Gregor Mendel (* 20. Juli 1822 in Nordmähren; † 6. Januar 1884 in Brünn) war katholischer Priester und ein bedeutender Naturforscher und Entdecker. Er ist unbestritten der Vater der Vererbungslehre, sein Werk bildet noch heute die Grundlage züchterischer Tätigkeit. Mehr als 10.000 Kreuzungen mit Erbsen führte er in seinem Klostergarten durch, um die Frage zu klären, wie bestimmte Merkmale vererbt werden. Den Ruhm seiner Arbeit konnte er selbst nicht mehr erleben. Er war bis an die Grenze der damals möglichen Erkenntnisse gestoßen.
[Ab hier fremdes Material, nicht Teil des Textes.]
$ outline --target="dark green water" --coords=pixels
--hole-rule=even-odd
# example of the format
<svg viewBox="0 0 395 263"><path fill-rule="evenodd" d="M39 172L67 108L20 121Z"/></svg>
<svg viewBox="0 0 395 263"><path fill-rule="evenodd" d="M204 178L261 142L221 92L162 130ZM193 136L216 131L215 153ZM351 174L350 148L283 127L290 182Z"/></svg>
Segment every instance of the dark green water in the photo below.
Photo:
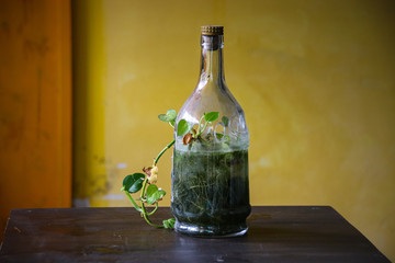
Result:
<svg viewBox="0 0 395 263"><path fill-rule="evenodd" d="M247 230L250 214L248 150L173 152L171 210L176 230L226 236Z"/></svg>

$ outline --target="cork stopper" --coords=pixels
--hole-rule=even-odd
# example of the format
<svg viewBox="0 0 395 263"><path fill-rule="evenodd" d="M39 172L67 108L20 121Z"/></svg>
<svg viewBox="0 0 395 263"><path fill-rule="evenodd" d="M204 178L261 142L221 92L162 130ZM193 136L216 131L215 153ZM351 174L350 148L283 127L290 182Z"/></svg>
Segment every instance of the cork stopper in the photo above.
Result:
<svg viewBox="0 0 395 263"><path fill-rule="evenodd" d="M202 35L224 35L224 26L222 25L202 25Z"/></svg>

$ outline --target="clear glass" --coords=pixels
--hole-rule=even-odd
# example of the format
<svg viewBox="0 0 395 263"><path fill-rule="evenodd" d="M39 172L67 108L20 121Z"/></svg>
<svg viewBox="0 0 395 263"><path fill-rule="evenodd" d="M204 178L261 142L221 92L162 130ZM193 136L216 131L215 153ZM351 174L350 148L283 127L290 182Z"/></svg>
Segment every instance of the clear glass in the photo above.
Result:
<svg viewBox="0 0 395 263"><path fill-rule="evenodd" d="M201 139L184 145L176 137L171 210L176 231L195 237L235 237L247 232L249 133L245 114L229 92L223 70L223 35L201 38L198 87L180 110L195 130L207 112L219 112ZM177 130L177 126L176 126Z"/></svg>

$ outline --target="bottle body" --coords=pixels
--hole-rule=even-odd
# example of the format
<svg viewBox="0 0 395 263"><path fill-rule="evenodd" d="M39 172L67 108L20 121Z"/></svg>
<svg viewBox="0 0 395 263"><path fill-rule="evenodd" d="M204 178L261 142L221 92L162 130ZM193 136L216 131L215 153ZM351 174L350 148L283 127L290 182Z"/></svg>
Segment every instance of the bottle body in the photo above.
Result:
<svg viewBox="0 0 395 263"><path fill-rule="evenodd" d="M200 80L176 121L171 210L176 231L196 237L244 235L251 209L249 134L244 111L225 82L222 48L223 35L202 35ZM217 118L205 122L210 112ZM196 135L193 140L178 136L181 119Z"/></svg>

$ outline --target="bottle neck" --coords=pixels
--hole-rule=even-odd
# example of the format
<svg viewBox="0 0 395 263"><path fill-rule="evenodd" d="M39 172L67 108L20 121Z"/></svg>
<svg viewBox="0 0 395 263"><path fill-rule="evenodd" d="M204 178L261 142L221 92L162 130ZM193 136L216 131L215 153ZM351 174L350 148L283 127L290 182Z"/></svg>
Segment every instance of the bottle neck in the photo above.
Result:
<svg viewBox="0 0 395 263"><path fill-rule="evenodd" d="M202 62L201 62L201 76L200 82L207 83L222 83L225 81L224 68L223 68L223 47L224 36L202 35Z"/></svg>

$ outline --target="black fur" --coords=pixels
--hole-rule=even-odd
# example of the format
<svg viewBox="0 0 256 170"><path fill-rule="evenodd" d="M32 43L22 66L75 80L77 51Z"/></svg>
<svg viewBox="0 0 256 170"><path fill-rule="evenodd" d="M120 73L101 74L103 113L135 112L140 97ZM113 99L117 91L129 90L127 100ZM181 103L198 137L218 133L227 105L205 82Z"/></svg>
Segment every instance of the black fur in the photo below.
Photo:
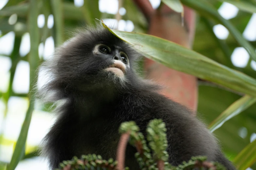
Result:
<svg viewBox="0 0 256 170"><path fill-rule="evenodd" d="M103 71L113 64L113 55L94 54L93 49L99 43L127 54L130 67L125 78ZM206 155L209 161L235 169L221 153L214 137L190 111L160 94L157 86L136 76L134 69L140 55L107 30L92 29L79 33L43 64L41 69L53 78L39 95L45 102L59 103L55 110L58 119L42 149L51 168L82 154L114 158L121 123L134 120L145 134L149 121L157 118L166 123L167 151L172 165L192 156ZM128 147L126 165L133 170L138 169L135 151Z"/></svg>

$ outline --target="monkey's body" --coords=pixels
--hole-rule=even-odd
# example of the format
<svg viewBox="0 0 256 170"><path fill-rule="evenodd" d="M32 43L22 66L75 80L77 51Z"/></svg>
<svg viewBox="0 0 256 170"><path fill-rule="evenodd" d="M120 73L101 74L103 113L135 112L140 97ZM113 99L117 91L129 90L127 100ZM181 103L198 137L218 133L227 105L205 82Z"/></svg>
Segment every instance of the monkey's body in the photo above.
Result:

Seine Erkenntnisse veröffentlichte er 1866 in der Abhandlung »Versuche über Pflanzen-Hybriden«. Erst die Wiederentdeckung der Mendelschen Gesetze durch Correns, de Vries und von Tschermak zu Beginn des 20. Jahrhunderts und die Bestätigung der Gesetze wiederum nahezu zwei Jahrzehnte später durch die Genetiker R. A. Fisher, J.B.S. Haldane und S. Wright, machten aber eine systematische Pflanzenzüchtung erst möglich. Der Durchbruch für gezielte Kreuzung und Nachkommensprüfung war gelegt. Diese Arbeit bildet noch heute die Grundlage der Züchtung.